19. A method comprising:

updating, by conducting an operation with programmable circuitry within a cloud environment, a compliance rule based on a target compliance definition to generate a target compliance rule, the compliance rule corresponding to a resource in a software defined data center; and

outputting configuration update information based on a comparison of the target compliance rule with a current resource configuration, the current resource configuration corresponding to the resource in the software defined data center.

20. The method of claim 19, wherein the compliance rule corresponds to a first compliance pack, the first compliance pack including a plurality of second compliance rules, the first compliance pack corresponding to a non-cloud resource, the method further including accessing a second compliance pack including a plurality of third compliance rules, the second compliance pack corresponding to a cloud resource.

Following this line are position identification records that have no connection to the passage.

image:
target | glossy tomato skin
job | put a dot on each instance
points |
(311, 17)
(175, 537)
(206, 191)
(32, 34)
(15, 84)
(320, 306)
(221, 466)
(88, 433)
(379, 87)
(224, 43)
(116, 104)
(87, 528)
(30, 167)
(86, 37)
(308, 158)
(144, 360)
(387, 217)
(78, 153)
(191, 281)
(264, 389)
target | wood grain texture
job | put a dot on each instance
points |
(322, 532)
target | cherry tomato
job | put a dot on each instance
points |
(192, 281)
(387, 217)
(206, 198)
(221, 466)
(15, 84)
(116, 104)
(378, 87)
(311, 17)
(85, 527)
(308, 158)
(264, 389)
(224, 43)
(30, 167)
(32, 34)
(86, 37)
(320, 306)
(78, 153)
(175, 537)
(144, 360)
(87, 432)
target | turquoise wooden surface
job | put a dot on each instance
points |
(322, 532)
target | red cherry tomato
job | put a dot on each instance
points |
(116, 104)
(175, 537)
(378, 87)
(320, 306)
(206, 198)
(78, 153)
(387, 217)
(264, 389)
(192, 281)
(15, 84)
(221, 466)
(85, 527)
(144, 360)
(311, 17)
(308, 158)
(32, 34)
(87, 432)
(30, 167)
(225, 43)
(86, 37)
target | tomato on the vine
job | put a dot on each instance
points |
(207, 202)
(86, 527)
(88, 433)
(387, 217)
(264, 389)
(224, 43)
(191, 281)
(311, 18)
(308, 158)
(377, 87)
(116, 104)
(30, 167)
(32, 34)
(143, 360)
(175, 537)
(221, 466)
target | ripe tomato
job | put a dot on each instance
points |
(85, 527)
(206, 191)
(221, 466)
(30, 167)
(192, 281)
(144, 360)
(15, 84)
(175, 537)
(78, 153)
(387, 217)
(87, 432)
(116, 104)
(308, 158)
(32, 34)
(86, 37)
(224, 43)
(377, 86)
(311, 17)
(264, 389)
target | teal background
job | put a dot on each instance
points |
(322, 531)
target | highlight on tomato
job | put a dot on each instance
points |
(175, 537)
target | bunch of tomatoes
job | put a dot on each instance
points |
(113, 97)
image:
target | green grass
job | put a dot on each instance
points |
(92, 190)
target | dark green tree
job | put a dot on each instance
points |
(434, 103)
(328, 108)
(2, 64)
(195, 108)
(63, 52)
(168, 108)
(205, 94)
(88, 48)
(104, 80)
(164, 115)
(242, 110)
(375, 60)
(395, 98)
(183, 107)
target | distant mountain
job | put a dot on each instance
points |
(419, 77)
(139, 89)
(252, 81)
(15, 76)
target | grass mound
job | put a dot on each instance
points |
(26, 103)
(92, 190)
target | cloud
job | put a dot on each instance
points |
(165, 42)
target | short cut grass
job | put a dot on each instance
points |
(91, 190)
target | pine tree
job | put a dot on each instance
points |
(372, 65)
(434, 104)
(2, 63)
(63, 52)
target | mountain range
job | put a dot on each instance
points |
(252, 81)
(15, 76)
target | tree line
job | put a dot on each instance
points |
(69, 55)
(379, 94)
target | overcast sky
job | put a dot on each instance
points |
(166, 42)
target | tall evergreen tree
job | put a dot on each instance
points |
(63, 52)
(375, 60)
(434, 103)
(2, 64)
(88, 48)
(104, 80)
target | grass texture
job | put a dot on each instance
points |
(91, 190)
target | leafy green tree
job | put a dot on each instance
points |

21. The method of claim 19, further including operating a compliance service of a cloud resource and a dark site resource to perform the comparison of the target compliance rule with the current resource configuration.

22. The method of claim 21, further including operating the compliance service to configure the cloud resource based on the configuration update information.

23. The method of claim 21, further including operating the compliance service to send the configuration update information to a compliance agent of a non-cloud resource, the compliance agent to modify a current non-cloud resource configuration to satisfy the target compliance rule.

24. The method of claim 23, further including operating the compliance agent to:

compare the current non-cloud resource configuration to the target compliance rule, the target compliance rule obtained from the compliance service; and

modify the current non-cloud resource configuration based on the comparison to cause the non-cloud resource to satisfy the target compliance rule.

25. The method of claim 24, wherein the non-cloud resource is an on-premises resource or a resource on a dark site.

26. The method of claim 21, wherein the compliance service is to register the resource with the compliance service.

27. The method of claim 19, further including receiving a compliance report from a compliance agent through a message broker agent.

28. The method of claim 27, wherein the compliance report includes at least one of a resource name, a resource status, a resource configuration state, a deviation between a current parameter and a target parameter in the target compliance rule, or a resource identifier.